Este cenário, lido hoje, parece texto de propaganda anti-americana, saíidos dos subterrâneos da Guerra Fria; contudo, um estudo mais aprofundado dirá que esta é uma descrição imparcial e objetiva da realidade política que imperava naquele rincão do planeta.

Ao brasileiro, filho cultural de uma nação continental, historicamente soberana, resguardada pelas suas dimensões física e demográfica, difícil será compreender o sentimento constrito e restrito da realidade política imposta à juventude cubana, contida no estreito corredor centro americano e nas ilhas caribenhas. Dentre estes jovens estava Fidel Castro.
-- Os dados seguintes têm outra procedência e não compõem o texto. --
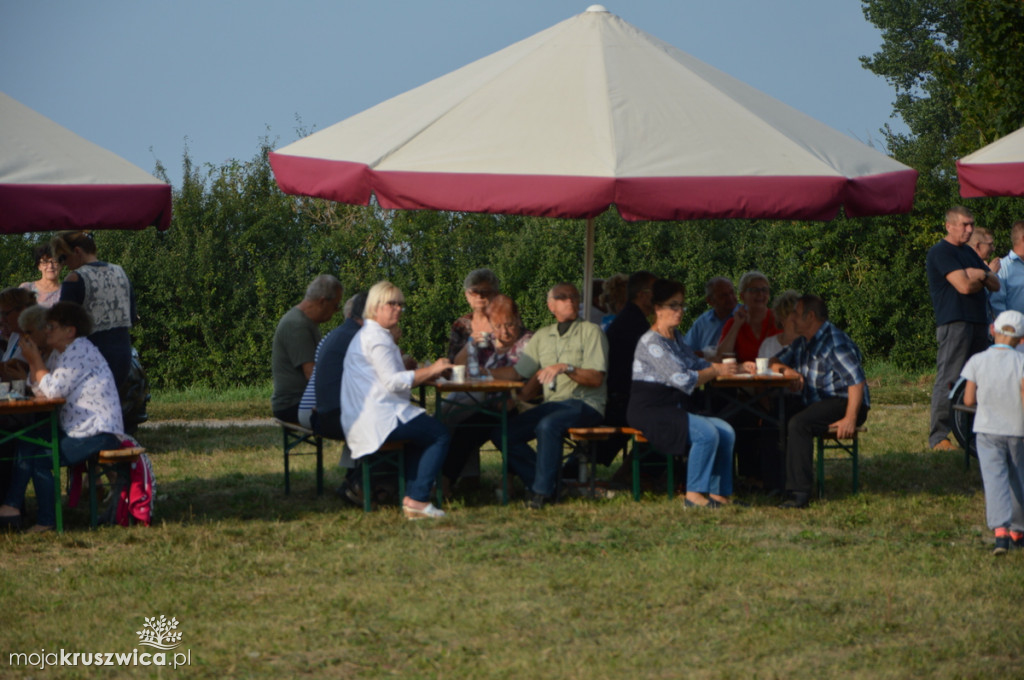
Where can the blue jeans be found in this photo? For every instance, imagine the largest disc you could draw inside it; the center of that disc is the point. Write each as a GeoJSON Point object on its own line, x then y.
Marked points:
{"type": "Point", "coordinates": [1001, 462]}
{"type": "Point", "coordinates": [710, 467]}
{"type": "Point", "coordinates": [425, 454]}
{"type": "Point", "coordinates": [547, 423]}
{"type": "Point", "coordinates": [35, 463]}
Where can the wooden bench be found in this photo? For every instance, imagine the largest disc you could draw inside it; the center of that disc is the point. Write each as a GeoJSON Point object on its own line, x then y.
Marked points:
{"type": "Point", "coordinates": [296, 435]}
{"type": "Point", "coordinates": [584, 440]}
{"type": "Point", "coordinates": [828, 441]}
{"type": "Point", "coordinates": [109, 458]}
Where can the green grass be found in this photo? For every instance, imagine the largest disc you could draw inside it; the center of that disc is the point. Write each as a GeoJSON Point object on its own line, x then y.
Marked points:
{"type": "Point", "coordinates": [896, 582]}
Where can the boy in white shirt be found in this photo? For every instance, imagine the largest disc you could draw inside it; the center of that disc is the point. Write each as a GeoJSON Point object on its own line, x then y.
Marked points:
{"type": "Point", "coordinates": [995, 384]}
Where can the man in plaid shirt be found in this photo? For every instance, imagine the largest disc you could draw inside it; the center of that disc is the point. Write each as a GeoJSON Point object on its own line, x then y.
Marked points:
{"type": "Point", "coordinates": [825, 365]}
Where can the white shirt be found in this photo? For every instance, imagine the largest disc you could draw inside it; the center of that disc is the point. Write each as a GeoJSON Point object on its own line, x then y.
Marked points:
{"type": "Point", "coordinates": [80, 376]}
{"type": "Point", "coordinates": [375, 390]}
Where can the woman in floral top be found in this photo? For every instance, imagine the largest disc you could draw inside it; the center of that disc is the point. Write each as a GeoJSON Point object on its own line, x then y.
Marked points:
{"type": "Point", "coordinates": [90, 420]}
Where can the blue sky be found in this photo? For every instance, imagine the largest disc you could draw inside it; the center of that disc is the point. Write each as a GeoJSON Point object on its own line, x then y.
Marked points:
{"type": "Point", "coordinates": [144, 79]}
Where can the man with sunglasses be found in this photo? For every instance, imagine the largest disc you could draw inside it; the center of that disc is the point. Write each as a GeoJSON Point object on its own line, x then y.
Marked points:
{"type": "Point", "coordinates": [567, 360]}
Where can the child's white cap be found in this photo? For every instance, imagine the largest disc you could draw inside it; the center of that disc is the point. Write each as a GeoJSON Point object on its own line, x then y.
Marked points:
{"type": "Point", "coordinates": [1010, 323]}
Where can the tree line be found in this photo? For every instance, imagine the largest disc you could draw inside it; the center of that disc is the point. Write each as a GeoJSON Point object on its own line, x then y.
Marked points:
{"type": "Point", "coordinates": [240, 253]}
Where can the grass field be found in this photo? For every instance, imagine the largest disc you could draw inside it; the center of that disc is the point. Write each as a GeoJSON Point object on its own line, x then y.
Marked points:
{"type": "Point", "coordinates": [896, 582]}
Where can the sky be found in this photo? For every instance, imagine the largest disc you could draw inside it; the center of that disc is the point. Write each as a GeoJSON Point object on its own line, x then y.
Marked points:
{"type": "Point", "coordinates": [147, 79]}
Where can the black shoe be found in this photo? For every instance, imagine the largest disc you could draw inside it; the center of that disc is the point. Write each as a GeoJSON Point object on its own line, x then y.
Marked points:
{"type": "Point", "coordinates": [350, 492]}
{"type": "Point", "coordinates": [536, 501]}
{"type": "Point", "coordinates": [797, 501]}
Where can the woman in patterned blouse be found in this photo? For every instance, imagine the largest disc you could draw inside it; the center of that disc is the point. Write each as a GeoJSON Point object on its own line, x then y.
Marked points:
{"type": "Point", "coordinates": [665, 374]}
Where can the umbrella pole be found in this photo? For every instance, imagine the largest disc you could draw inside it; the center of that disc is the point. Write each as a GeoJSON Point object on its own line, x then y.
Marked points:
{"type": "Point", "coordinates": [588, 270]}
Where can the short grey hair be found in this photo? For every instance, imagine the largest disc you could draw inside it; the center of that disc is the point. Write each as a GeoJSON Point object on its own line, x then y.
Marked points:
{"type": "Point", "coordinates": [355, 305]}
{"type": "Point", "coordinates": [381, 293]}
{"type": "Point", "coordinates": [477, 277]}
{"type": "Point", "coordinates": [32, 319]}
{"type": "Point", "coordinates": [324, 287]}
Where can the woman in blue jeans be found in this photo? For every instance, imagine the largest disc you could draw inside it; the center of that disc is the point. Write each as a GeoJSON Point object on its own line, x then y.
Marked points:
{"type": "Point", "coordinates": [90, 419]}
{"type": "Point", "coordinates": [375, 400]}
{"type": "Point", "coordinates": [665, 374]}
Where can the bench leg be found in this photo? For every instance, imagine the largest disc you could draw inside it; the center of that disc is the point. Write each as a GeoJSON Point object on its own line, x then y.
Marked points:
{"type": "Point", "coordinates": [320, 466]}
{"type": "Point", "coordinates": [288, 484]}
{"type": "Point", "coordinates": [855, 452]}
{"type": "Point", "coordinates": [636, 469]}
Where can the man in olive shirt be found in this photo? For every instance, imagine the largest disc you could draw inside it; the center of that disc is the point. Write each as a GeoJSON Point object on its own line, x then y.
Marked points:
{"type": "Point", "coordinates": [294, 352]}
{"type": "Point", "coordinates": [568, 360]}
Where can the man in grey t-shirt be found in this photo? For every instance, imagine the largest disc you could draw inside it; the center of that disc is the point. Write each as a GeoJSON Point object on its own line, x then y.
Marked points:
{"type": "Point", "coordinates": [295, 341]}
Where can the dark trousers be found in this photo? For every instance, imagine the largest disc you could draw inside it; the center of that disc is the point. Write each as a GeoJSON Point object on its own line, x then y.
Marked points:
{"type": "Point", "coordinates": [802, 429]}
{"type": "Point", "coordinates": [957, 342]}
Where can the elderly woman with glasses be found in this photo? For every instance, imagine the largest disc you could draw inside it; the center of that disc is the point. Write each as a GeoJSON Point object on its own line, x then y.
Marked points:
{"type": "Point", "coordinates": [47, 288]}
{"type": "Point", "coordinates": [104, 291]}
{"type": "Point", "coordinates": [12, 302]}
{"type": "Point", "coordinates": [90, 419]}
{"type": "Point", "coordinates": [375, 400]}
{"type": "Point", "coordinates": [752, 323]}
{"type": "Point", "coordinates": [479, 286]}
{"type": "Point", "coordinates": [665, 374]}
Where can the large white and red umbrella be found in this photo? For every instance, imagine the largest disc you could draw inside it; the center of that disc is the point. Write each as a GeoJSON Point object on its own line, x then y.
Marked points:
{"type": "Point", "coordinates": [589, 114]}
{"type": "Point", "coordinates": [994, 170]}
{"type": "Point", "coordinates": [50, 178]}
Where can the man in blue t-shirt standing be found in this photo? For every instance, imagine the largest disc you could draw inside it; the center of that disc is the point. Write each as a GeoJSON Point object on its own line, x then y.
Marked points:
{"type": "Point", "coordinates": [956, 281]}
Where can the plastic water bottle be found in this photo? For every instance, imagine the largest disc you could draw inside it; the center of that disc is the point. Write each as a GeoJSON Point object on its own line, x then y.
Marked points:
{"type": "Point", "coordinates": [472, 360]}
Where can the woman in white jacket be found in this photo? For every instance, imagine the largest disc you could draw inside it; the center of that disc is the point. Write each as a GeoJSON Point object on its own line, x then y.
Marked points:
{"type": "Point", "coordinates": [375, 400]}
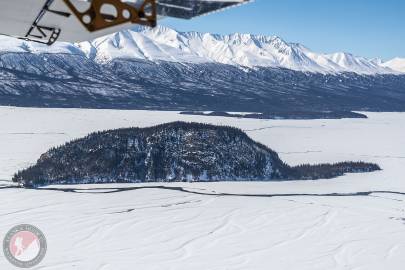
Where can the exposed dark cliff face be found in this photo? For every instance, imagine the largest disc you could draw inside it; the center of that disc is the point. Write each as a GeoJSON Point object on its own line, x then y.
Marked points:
{"type": "Point", "coordinates": [69, 80]}
{"type": "Point", "coordinates": [170, 152]}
Talvez justo será avaliar sua trajetória dividindo-a em três partes: a cubana, a latino americana e a internacional.


A dimensão cubana.

Nos anos '50, Cuba estava plenamente inserida neste contexto neo-colonial. O embaixador norte americano preservava sua condiçao de arbiter maximus, recebendo em seu gabinete os principais contenciosos e dele despachando suas decisões. O fato de Cuba somente ter obtido sua efetiva independência em 1940 (e não quando da derrota da Espanha), graças à revogação do Platt Agreement(1), mediante o qual os Estados Unidos reservava para si o direito de intervir política e militarmente em Cuba (2), este não veio alterar a realidade de poder, onde Washington mantinha seu poder de decisão e veto.

Em contrapartida os Estados Unidos absorviam toda a produção de açúcar da ilha a preços especialmente favoráveis e injetavam importantes capitais na industria açucareira e no turismo.
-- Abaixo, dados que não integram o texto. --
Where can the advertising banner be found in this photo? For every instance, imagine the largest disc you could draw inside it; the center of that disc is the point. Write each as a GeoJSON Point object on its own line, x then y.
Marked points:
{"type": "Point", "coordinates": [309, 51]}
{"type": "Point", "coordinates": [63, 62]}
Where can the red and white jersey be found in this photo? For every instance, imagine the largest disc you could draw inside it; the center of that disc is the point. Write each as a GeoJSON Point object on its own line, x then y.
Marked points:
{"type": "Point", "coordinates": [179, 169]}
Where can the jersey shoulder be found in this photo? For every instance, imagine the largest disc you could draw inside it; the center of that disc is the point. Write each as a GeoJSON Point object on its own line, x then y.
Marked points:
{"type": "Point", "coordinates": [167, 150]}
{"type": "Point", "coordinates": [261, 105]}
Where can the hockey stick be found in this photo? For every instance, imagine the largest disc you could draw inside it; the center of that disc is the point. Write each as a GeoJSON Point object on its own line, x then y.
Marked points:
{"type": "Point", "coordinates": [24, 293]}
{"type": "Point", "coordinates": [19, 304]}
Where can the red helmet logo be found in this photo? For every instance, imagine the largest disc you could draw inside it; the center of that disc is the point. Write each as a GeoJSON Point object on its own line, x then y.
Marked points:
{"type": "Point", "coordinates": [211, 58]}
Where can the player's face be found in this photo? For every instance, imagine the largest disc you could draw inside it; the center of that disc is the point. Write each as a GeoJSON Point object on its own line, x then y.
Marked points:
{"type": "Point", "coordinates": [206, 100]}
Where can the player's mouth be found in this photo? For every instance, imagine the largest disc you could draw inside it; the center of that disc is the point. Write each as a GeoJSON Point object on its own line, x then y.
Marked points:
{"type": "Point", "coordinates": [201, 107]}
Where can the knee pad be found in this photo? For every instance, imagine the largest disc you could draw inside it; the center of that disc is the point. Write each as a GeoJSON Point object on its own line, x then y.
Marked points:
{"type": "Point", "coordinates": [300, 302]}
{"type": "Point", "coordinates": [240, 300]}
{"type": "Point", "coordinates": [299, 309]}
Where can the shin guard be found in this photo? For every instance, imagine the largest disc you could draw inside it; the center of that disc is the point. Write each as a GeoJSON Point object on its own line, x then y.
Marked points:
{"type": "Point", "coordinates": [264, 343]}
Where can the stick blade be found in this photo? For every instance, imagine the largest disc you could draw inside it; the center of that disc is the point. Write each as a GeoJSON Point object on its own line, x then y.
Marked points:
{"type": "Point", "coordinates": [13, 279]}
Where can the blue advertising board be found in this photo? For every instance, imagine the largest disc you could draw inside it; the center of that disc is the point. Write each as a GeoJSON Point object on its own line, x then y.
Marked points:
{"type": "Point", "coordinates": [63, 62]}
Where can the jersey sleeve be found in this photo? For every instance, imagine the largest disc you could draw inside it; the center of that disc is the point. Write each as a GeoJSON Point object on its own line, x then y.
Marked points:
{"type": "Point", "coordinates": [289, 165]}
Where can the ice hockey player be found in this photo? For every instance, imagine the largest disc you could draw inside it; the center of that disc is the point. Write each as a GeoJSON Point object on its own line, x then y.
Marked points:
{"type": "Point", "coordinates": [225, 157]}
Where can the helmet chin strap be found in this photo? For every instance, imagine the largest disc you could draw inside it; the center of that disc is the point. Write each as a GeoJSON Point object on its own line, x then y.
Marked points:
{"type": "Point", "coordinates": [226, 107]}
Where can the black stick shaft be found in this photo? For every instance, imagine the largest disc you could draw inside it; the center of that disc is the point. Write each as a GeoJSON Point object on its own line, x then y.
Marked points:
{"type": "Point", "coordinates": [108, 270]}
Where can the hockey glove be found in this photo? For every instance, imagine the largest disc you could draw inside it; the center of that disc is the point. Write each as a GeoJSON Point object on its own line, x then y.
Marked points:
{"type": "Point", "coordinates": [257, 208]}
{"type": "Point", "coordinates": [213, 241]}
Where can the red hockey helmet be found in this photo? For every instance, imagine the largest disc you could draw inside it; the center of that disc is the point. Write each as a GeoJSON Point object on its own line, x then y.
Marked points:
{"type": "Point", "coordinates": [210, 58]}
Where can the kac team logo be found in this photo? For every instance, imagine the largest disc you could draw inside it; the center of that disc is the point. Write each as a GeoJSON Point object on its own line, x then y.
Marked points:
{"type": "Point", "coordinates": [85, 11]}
Fidel, não diferente dos demais estudantes de sua época, era ferrenho opositor da ditadura de Batista, esta incapaz de melhorar as condições da grande maioria da população, cúmplice na prostituição da política e dos costumes na capital . O diferenciava sua notável energia e disposição à ação, não se intimidando com o alto risco de seus projetos. O assalto ao quartel de Moncada o designava como líder nato. Anos depois, desembarca no oriente da ilha e embrenha-se na Serra Maestra. Em 1 de janeiro, 1959 derrota o exército de Batista e assume o poder.
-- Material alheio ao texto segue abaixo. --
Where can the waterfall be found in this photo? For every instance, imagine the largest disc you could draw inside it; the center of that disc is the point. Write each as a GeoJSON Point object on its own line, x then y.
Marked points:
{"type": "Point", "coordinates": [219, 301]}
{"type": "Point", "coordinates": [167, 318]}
Seguiu-se a etapa da vingança tão ao gosto de culturas hispânicas, quando os “esbirros” de Batistas foram levados ao “paredon”. A seguir iniciou-se o processo de ajuste econômico aos moldes crescentemente socializantes. Dá-se o grande êxodo da classe média cubana em direção à Miami, espoliada pelas determinações leoninas de um estado cada vez mais totalitário e anti-capitalista. Enfrenta o repudio e o resultante cerco econômico norte-americano. Inicia-se o embargo.

Recorrendo à força Washington determina e dá à CIA a missão de executar a invasão da Praia dos Porcos, onde o contingente de exilados cubanos são facilmente derrotados pelas forças de Fidel. Longe de estimular uma concomitante rebelião na ilha, sua retaguarda permaneceu defendida por uma população que surpreendeu pela fidelidade.

Reforma e populariza a estrutura educacional e da saúde. Estatiza a economia e a produção agrícola. Torna Cuba comunista. Em 2014 Cuba se coloca no 5 lugar no IDH na America Latina, significativamente acima dos gigantes Brasil e México. Contudo suprime as liberdades, tanto políticas quanto econômicas, manietando o cidadão com as algemas de uma unanimidade imposta.

Morto Fidel Castro, não será ele esquecido pelos cubanos, nem seus inimigos nem seus seguidores. Manteve a independência do país apesar de enormes desafios, inclusive contra sua vida. Para um jovem nascido em 1926, numa Cuba ainda sob o manto colonial norte-americano deu um enorme passo na efetivação da independência da ilha caribenha, assegurando seu nome na história da nação.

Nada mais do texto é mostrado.